It’s important to take the time and put in the effort when selecting a piece of software that you plan to use. Planning and investigating the options available out there can help you choose the best tool and the one that will suit your needs the most.
In the long run, this also makes your day-to-day use of the software easier and if you’re a business, it can also save you a lot of money. There are a few typical steps that you could take that will help you the most out of the process.
1) Articulating Your Needs
The first and often the key step for choosing the best software tool for you is to know what you plan to use the tool for. Once you get that main feature covered, expand the list with a few additional features that aren’t necessary but that make your life easier.
Once you know what you need, you’ll be able to eliminate the tools that don’t fit the bill and then move on to a variety of different software solutions that provide the service you can use.
2) Know Your Budget
Setting up a budget for your purchase is another important practice to implement since it stops you from breaking the bank and it further helps in choosing the tool. It’s also a way to eliminate the software solutions that are above your paygrade.
Chances are you won’t be able to find the tool that fits a fixed budget perfectly. That’s why it’s best to have a bracket that you can work within. Focus on a few tools that fit within the bracket you’ve set for yourself, and test them out since there’s no guarantee that a more expensive tool will be better.
3) Find the Advice Online
There are sites out there that provide online reviews and rather useful software advice that you can take advantage of. Software reviews can help you compare different tools and quantify the difference between them. They are not enough to base a decision on, however. It’s best to use the reviews to create a shortlist of tools that you’re satisfied enough with to try.
Using the tool for a while, yourself gives you a different perspective on how it works and what may be wrong with it. Only then you can actually choose a software that you plan to use for a while.
4) Who Will End Up Using the Tool
If you’re buying a tool for a business or a startup, you should consider surveying the opinion of those that will use the piece of software on a regular basis. A lot of the time, their opinion will differ from that of the management.

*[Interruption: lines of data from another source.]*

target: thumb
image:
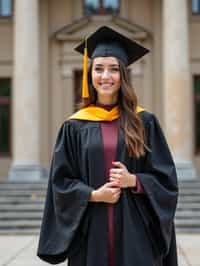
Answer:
[112,161,126,169]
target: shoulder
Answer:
[63,119,99,132]
[139,110,158,126]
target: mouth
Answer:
[99,82,114,87]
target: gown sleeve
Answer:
[136,114,178,257]
[37,121,93,264]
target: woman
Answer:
[38,27,178,266]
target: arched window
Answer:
[192,0,200,15]
[193,75,200,154]
[84,0,120,15]
[0,0,13,17]
[0,78,11,157]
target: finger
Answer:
[110,168,124,174]
[111,188,120,195]
[112,161,126,169]
[105,180,119,188]
[110,174,122,180]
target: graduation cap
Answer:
[75,26,149,98]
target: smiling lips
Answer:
[99,82,113,88]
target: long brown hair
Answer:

Since it’s the employees that end up using the tool, their opinion should weigh heavier on your call. It also makes the day-to-day workflow easier and based on actual experience with using software tools.
5) Is it better to Buy or Subscribe?
Some software solutions are bought just like any physical product would have been. You make a one-time payment and you purchase the software that you can then use indefinitely. Others are based on subscriptions and you need to pay every month in order to continue using the tool.
It’s up to the user to decide which option is better for them. Both of them have their upsides and downsides and some tools provide both. In most cases, however, you can only buy or only subscribe to use the piece of software, so you’re stuck with the option you’re given.
6) Making Sure You Got Customer Support
You need to make sure that the tool you plan to buy and use has the customer support system in place. That system will become essential when something goes wrong with the tool and you need an expert to fix it. Chances are this will probably happen at the worst of times.
Customer support needs to be available at all times and it needs to be easy to reach. It’s also essential that it’s staffed by experts and that they are willing to help a client by guiding them through the troubleshooting process.
7) A Piece of Software is Just a Part of Your tool belt
Chances are that it’s not the only piece of software you’re using and that means that you need to take into account the rest of your system. The tool you plan to buy needs to be compatible with your operating system and with other software solutions you and your team are using.
If it doesn’t meet these criteria, it’s best not to try to change your whole system just to fit one new tool into it, regardless of how useful the tool is. Those who start their process from the ground up, have the luxury of setting up a system in that manner as well.
8) How User-Friendly the Software Is?
It’s also important that the software you decide on is easy to use or at least easy to learn. This is an especially crucial point when it’s business-related software and you need to take into account how easily a new employee can start using it.
There are ways to make the process easier even when it comes to complex tools. Many businesses set up a mentoring system, in which more experienced employees take part in the onboarding process and help teach those who are just joining the company.
In the end, there’s nothing wrong with changing your mind about a piece of software and starting the search again. This sometimes happens and even though it’s a waste, it’s a part of the process and nothing to despair over.
Once you’ve gone through the trial and error process chances are you’ll have a better understanding of what kind of tool you need and you’ll also have better luck in finding it. As long as you learn from the process and make your decision-making skills a bit better, it is worth it, unless it doesn’t benefit you in the near future after certain progress is made.